Home

Dr. Yanzhi Wang

Associate Professor and Faculty Fellow

Department of Electrical & Computer Engineering, College of Engineering,

Khoury College of Computer Science (Affiliated),

Northeastern University

B.S. (Tsinghua), Ph.D. (University of Southern California)

329 Dana, 360 Huntington Avenue
Boston, MA 02115
Phone: 617.373.8805
Email: yanz.wang@northeastern.edu

Youtube channel and Bilibili channel:


About:

Yanzhi Wang is currently an Associate Professor and Faculty Fellow in the Department of Electrical and Computer Engineering, and Khoury College of Computer Science (Affiliated) at Northeastern University.

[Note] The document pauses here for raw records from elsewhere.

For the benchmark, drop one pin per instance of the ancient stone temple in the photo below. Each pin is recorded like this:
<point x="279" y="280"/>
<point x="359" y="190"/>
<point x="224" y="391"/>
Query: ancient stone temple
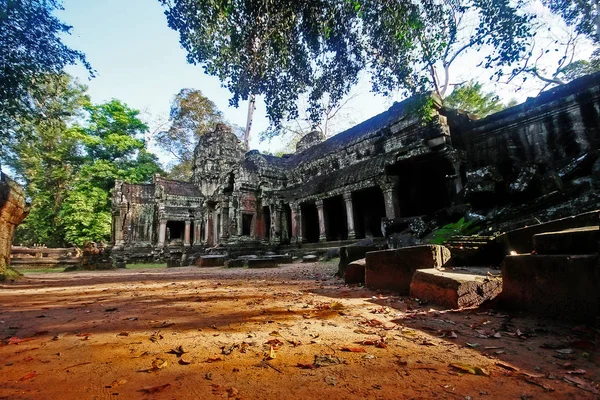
<point x="398" y="164"/>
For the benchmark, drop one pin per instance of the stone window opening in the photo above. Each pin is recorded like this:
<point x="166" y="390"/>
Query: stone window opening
<point x="369" y="209"/>
<point x="267" y="221"/>
<point x="175" y="231"/>
<point x="310" y="222"/>
<point x="336" y="224"/>
<point x="247" y="224"/>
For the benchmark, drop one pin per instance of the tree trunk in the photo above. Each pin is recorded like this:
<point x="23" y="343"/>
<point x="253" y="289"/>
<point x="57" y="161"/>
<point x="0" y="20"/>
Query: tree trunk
<point x="251" y="108"/>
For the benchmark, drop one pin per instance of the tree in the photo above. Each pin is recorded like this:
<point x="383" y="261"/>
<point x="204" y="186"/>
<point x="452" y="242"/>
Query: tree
<point x="283" y="48"/>
<point x="471" y="98"/>
<point x="68" y="155"/>
<point x="111" y="141"/>
<point x="44" y="155"/>
<point x="584" y="15"/>
<point x="30" y="48"/>
<point x="192" y="115"/>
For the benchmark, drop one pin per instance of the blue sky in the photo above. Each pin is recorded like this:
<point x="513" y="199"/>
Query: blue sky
<point x="138" y="60"/>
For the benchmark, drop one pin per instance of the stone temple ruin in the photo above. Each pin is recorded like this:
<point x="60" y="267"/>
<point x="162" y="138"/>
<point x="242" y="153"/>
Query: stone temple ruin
<point x="397" y="177"/>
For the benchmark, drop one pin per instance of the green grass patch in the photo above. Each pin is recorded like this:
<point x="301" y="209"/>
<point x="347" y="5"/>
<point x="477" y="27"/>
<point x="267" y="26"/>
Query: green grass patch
<point x="143" y="266"/>
<point x="41" y="270"/>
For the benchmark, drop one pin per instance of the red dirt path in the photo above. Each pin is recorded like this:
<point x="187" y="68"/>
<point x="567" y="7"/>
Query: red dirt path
<point x="110" y="335"/>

He has received his Ph.D. Degree in Computer Engineering from University of Southern California (USC) in 2014, under the supervision of Prof. Massoud Pedram. He received the Ming Hsieh Scholar Award (the highest honor in the EE Dept. of USC) for his Ph.D. study. He received his B.S. Degree in Electronic Engineering from Tsinghua University in 2009 with distinction from both the university and Beijing city.

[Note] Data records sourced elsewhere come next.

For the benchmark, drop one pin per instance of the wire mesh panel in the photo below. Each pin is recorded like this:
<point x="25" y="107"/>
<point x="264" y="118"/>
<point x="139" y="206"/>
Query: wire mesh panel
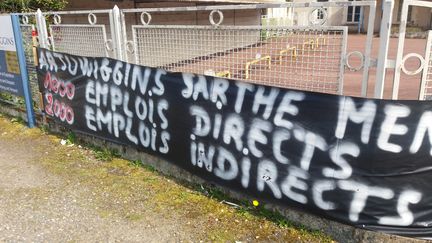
<point x="300" y="58"/>
<point x="84" y="40"/>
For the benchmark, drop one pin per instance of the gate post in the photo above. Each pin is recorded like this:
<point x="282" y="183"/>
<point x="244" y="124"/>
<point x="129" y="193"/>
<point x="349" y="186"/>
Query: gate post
<point x="385" y="30"/>
<point x="116" y="33"/>
<point x="42" y="30"/>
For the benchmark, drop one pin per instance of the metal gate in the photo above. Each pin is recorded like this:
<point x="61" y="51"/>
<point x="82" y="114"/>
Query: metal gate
<point x="422" y="74"/>
<point x="307" y="49"/>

Dr. Wang’s current research interests are the following. His group works on both algorithms and actual implementations (mobile and embedded systems, FPGAs, circuit tapeouts, GPUs, emerging devices, and UAVs).

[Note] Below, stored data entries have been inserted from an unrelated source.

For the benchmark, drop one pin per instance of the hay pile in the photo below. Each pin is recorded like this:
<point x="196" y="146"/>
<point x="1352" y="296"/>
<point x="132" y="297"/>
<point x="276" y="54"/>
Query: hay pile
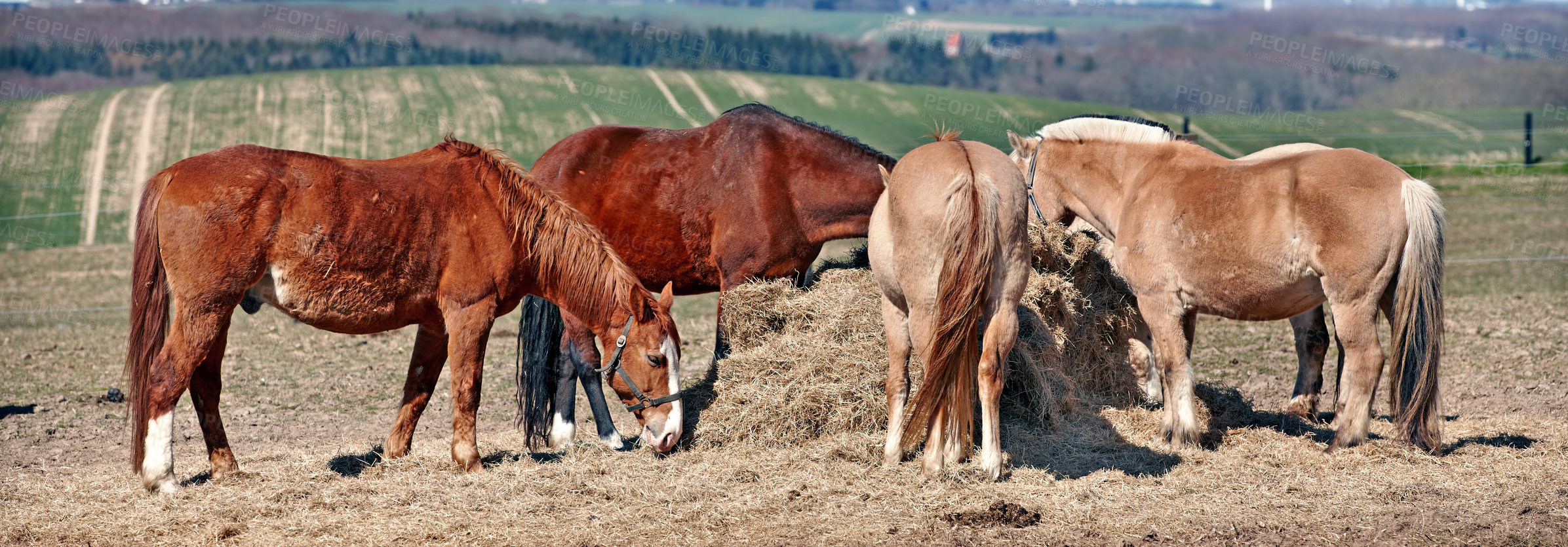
<point x="811" y="364"/>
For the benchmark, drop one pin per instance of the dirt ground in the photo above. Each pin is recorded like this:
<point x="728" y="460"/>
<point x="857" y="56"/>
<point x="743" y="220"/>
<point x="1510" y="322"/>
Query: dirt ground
<point x="306" y="411"/>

  • Real-time and energy-efficient deep learning and artificial intelligence systems
  • Model compression and mobile acceleration of deep neural networks (DNNs)
  • Deep learning acceleration for autodriving
  • Neuromorphic computing and non-von Neumann computing paradigms
  • Cyber-security in deep learning systems

For a brief list of technical achievements, his research (i) achieves and maintains the highest model compression rates on representative DNNs since 09/2018 (ECCV18, ASPLOS19, ICCV19, ISLPED19, ASP-DAC20, AAAI20-1, AAAI20-2, DAC21, CVPR21, ICLR22, etc.), (ii) achieves, for the first time, real-time and fastest execution of representative large-scale DNNs on an off-the-shelf mobile device (ASPLOS20, AAAI20, ICML19, IJCAI20, ECCV20, DAC20, AAAI21-1, AAAI21-2, NeurIPS21, PLDI21, MICRO22, CACM, TPAMI, etc.), (iii) achieves the highest performance/energy efficiency in DNN implementations on many platforms (FPGA19, ISLPED19 , AAAI19, HPCA19, ISSCC19, ASP-DAC20 , DATE20, AAAI20, PLDI20, ICS20, IJCAI20, PACT20, HPCA21, JSSC21). It is worth mentioning that his work on AQFP superconducting based DNN inference acceleration, which is validated through cryogenic testing, has by far the highest energy efficiency among all hardware devices (ISCA19, ICCAD18, ICCAD20, DAC22).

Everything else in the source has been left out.